In particular I tried to show $(Q,x+Q^2,Q^3,..)$ in gr$R$ has these properties where $x\in Q-Q^2$. Note that $Q\neq Q^2$ else gr$R$ is a field which is a contradiction since know dim(gr$R$)$=$dim($R)\gt1$. For this example to work I really want something of the form that if $x.y\in Q^n $ where $y\in Q^{n-2}$ then $y\in Q^{n-1}$. This is true for $n=2$ by using $R/Q$ field.
Another thing is that this result is a step to prove another result which implied $Q^i \neq Q^{i+1}$ for all $i$. It is clear that what I claimed in the last paragraph would be false without this.
I might be mixing up things, but intuitively I think you need stronger assumptions on $R$: The dimension of $R$ concerns the minimal primes of $R$ (geometrically, the irreducible components of $\text{Spec}(R)$) while the (non-)presence of zero-divisors concerns the associated primes of $R$ (geometrically, the 'virtual' irreducible components of $\text{Spec}(R)$), not all of which need to be minimal.

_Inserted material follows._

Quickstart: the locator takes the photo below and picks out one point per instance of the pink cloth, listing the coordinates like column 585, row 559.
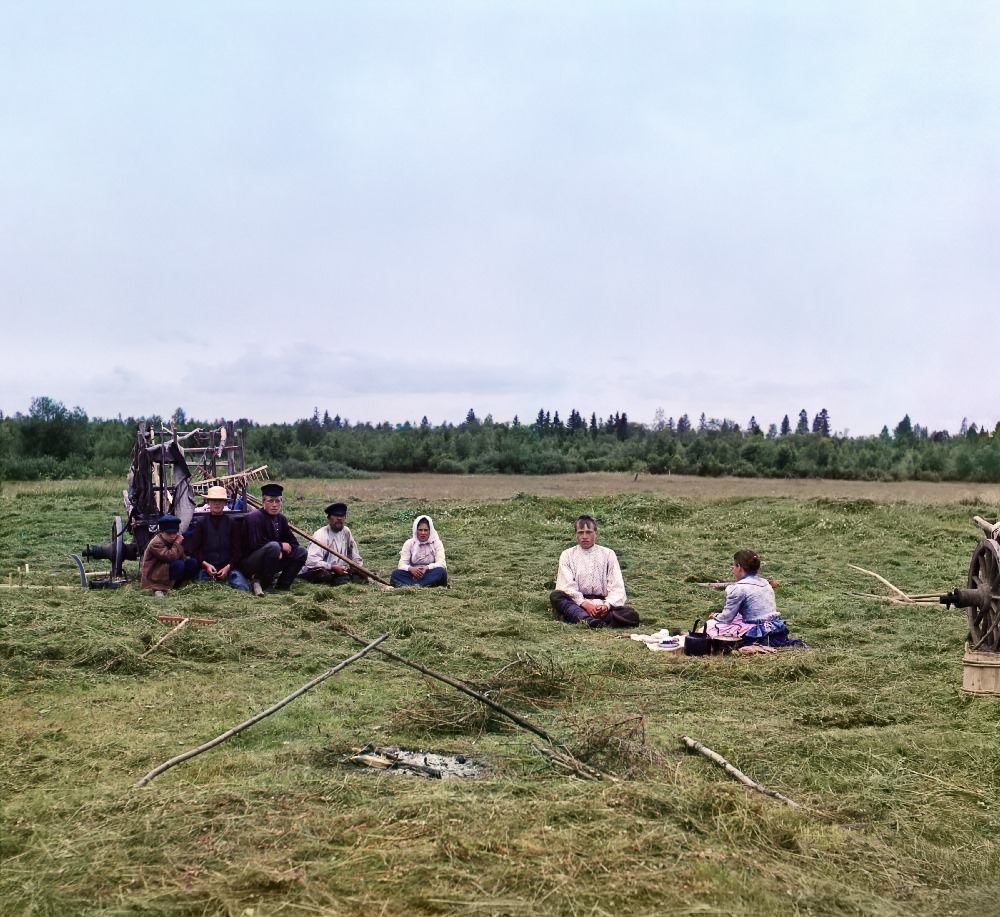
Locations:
column 735, row 628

Example: Begin with the $n$-plane $S=k[x_1,...,x_n]$ and build $R$ from $S$ by adding an infinitesimal line at the origin, i.e. $R := S[t]/(t^2, tx_1,...,tx_n)$. Then $R$ stil has dimension $n$, but any homogeneous element of positive degreee annihilates $t$, hence is a zero-divisor. So, in the associated graded of $R$ with respect to ${\mathfrak m} = (t,x_1,...,x_n)$, any homogeneous non-unit is a zero-divisor.